Paul Simpson, editor of ‘Star Trek Magazine’

I think as a race the Vulcans are a fascinating study in self-discipline. For a race created for a television show, they’re very good. The thing is, they do have emotions, they just suppress them. Occasionally their emotion bursts out with a vengeance. On a personal level, I think people are better when they are able to use both emotions and logic. Anyone who goes along letting either only emotion or logic influence them is going to be get into trouble - and the Vulcans were created to illustrate that dilemma. But you can’t really generalise about them. It’s like generalising about the human race.

Patrick Moore, astronomer

I really enjoyed the Vulcans in the first series of ‘Star Trek’, but, for me, their appeal seemed to fall away. There isn’t a planet Vulcan, of course, otherwise I would have observed it. I wouldn’t have thought being a Vulcan rather than a human would be better, although we all need logic in our everyday lives. But if we had a bit more logic in the world it would be a massive improvement.
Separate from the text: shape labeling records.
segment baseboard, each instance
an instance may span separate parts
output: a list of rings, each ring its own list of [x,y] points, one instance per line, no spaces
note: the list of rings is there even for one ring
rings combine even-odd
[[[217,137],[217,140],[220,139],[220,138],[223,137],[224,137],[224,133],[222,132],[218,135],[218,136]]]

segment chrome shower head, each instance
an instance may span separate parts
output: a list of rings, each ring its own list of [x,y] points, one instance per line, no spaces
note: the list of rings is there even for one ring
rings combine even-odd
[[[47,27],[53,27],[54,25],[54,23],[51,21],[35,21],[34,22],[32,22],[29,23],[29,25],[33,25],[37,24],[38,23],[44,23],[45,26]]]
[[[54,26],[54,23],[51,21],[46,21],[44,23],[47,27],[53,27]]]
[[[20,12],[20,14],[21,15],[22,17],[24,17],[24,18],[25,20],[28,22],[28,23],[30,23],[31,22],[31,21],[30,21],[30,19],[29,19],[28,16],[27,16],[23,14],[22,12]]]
Tracey Emin, artist and Star Trek fan

I am much more of a ‘Star Trek: The Next Generation’ kind of girl, and I think the Vulcans are a bit past it as far as the ‘Star Trek’ universe is concerned. But they are part of the same moral universe, and the whole thing is about morality and ethics. No one ever has sex on ‘Star Trek’.

It will go to love, but never to lust. I don’t think it’s anything to do with how family-oriented the show is, but there is just something very intentional about the ethics. If you had lust in it, that would make the whole ethics side of it too complicated. It would be messy. And it’s not a socially messy place.

The only messy place is the holodeck [a simulated reality facility] where they go on holiday.